Test the bundle: build a vertical agent with all six, then compare to one with only patterns 3+5 (chat + variations). Sam’s claim is the gap will be qualitative, not incremental.
Related
- Claude Design — the product Sam is teardown-ing
- Claude Design Walkthrough (Paul Couvert) — usage-side perspective; pairs with this architecture-side teardown
- Claude Design Prototypes & UX — Anthropic’s own framing of the product
- Claude Design Presentations — handoff-pattern example (PowerPoint export)
- Claude Design Use Cases — leopardracer 10-use-cases playbook
- DESIGN.md format — the grounding-pattern format applied to design
- Refero Styles — DESIGN.md payload built for grounding-pattern consumption
- Karpathy: From Vibe Coding to Agentic Engineering — the Software 3.0 frame Sam’s patterns operate within
- Karpathy’s AutoResearch loop — sibling self-improving-loop pattern
- 2026 Claude Code AIOS Pattern — convergent practitioner evidence on patterns 1+2 specifically
- Agent Skills overview — skill format as another expression of the grounding+memory pattern
- Opus 4.7 best practices — vision-model upgrade enables pattern 4
Open Questions
- Confirmation that Claude Design uses these exact patterns. Sam’s teardown is observational — based on watching the product behave. Anthropic has not (as of fetch date) published the architecture publicly. Worth tracking whether they confirm or correct the model.

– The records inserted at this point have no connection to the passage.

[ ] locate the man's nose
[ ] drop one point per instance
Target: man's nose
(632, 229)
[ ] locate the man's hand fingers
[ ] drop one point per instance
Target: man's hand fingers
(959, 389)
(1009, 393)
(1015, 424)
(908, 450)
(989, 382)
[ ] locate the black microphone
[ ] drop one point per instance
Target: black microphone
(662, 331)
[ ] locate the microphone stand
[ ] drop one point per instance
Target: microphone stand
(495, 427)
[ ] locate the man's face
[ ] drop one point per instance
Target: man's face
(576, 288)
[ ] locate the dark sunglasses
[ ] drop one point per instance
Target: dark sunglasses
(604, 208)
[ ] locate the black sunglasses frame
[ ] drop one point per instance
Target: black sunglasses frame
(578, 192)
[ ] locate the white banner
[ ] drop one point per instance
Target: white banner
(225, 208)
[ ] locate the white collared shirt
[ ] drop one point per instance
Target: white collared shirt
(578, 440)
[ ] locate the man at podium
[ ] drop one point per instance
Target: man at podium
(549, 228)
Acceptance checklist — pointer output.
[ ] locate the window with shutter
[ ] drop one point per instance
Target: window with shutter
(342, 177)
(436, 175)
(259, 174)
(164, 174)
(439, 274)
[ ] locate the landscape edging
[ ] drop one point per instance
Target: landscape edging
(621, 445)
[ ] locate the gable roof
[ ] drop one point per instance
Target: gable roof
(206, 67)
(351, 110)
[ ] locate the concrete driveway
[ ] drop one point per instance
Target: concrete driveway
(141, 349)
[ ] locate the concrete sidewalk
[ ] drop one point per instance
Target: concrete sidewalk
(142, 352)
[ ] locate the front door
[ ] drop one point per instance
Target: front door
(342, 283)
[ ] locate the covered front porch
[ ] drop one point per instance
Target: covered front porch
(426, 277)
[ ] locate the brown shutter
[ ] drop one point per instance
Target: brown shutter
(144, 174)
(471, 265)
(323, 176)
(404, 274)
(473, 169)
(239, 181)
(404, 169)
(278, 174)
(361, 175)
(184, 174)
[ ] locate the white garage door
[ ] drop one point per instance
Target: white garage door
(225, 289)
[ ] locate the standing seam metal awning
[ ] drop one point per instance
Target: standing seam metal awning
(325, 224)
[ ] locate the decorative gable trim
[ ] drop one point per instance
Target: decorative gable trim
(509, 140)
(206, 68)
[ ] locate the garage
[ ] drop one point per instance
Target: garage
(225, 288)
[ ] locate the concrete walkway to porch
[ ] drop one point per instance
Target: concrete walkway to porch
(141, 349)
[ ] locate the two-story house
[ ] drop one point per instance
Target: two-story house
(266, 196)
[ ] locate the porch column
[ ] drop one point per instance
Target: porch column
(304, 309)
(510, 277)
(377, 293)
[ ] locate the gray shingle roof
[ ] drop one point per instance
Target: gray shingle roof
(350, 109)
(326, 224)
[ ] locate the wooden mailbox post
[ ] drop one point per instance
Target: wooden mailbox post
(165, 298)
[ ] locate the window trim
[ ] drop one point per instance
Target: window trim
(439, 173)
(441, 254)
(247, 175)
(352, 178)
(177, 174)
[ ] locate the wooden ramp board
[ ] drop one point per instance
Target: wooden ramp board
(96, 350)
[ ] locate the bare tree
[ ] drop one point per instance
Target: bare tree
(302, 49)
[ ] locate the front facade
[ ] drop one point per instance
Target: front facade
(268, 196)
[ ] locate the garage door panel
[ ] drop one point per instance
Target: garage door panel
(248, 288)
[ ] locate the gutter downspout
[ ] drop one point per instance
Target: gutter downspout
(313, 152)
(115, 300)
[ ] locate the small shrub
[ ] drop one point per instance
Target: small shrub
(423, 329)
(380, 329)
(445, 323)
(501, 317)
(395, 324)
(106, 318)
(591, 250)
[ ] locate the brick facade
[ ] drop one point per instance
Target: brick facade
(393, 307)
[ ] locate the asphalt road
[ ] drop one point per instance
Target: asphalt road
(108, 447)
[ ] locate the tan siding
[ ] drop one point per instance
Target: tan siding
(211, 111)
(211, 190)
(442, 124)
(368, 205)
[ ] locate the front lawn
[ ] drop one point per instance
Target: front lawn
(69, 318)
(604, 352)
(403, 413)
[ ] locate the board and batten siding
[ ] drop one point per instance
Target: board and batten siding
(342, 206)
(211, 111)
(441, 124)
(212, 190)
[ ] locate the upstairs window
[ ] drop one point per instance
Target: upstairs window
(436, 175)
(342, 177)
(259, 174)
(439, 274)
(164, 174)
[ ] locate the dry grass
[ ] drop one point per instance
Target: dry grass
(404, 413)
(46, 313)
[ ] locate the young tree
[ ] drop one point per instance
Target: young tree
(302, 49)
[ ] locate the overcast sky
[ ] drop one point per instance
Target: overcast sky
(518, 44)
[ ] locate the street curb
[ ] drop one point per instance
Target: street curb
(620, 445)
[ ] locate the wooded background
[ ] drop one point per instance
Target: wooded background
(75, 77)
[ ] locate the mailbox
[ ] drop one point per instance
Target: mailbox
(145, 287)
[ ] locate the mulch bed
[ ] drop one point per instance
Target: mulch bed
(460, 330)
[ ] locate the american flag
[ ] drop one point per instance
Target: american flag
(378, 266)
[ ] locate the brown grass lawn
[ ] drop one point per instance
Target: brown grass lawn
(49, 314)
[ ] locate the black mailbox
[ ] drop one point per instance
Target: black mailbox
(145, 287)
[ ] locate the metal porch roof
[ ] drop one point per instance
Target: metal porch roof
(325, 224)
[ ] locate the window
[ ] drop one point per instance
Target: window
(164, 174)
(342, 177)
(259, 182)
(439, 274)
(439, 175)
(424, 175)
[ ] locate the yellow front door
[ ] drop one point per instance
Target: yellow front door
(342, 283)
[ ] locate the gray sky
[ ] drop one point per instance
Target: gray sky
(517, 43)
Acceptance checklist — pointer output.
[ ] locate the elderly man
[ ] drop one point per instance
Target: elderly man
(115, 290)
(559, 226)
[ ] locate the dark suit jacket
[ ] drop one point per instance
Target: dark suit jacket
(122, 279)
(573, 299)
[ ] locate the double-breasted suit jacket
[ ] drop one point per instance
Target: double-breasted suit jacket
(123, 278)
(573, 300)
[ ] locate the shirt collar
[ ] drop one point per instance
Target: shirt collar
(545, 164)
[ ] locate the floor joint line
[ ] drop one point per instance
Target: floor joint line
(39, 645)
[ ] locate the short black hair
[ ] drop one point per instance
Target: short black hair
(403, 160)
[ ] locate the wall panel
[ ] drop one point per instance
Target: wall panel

- Multi-variation hierarchy formalization. Sam claims the agent has “learned the hierarchy of decisions” — is this prompt-engineered, RL’d, or emergent? Open.
- Token-economics of the self-QA loop. Pattern 4 is “burn more tokens for quality.” Whether that’s a constant 2-3× multiplier or something steeper depends on how many critique-and-iterate cycles run per generation.
- A2A status. Sam mentions A2A “hasn’t panned out like people thought” — worth checking against the Agent Teams reality and the broader MCP-vs-A2A landscape.
- Vertical agent reference implementations. Strong candidate for a follow-on connection-style article: pick a non-design vertical (legal, medical, or sales) and walk through all six patterns concretely.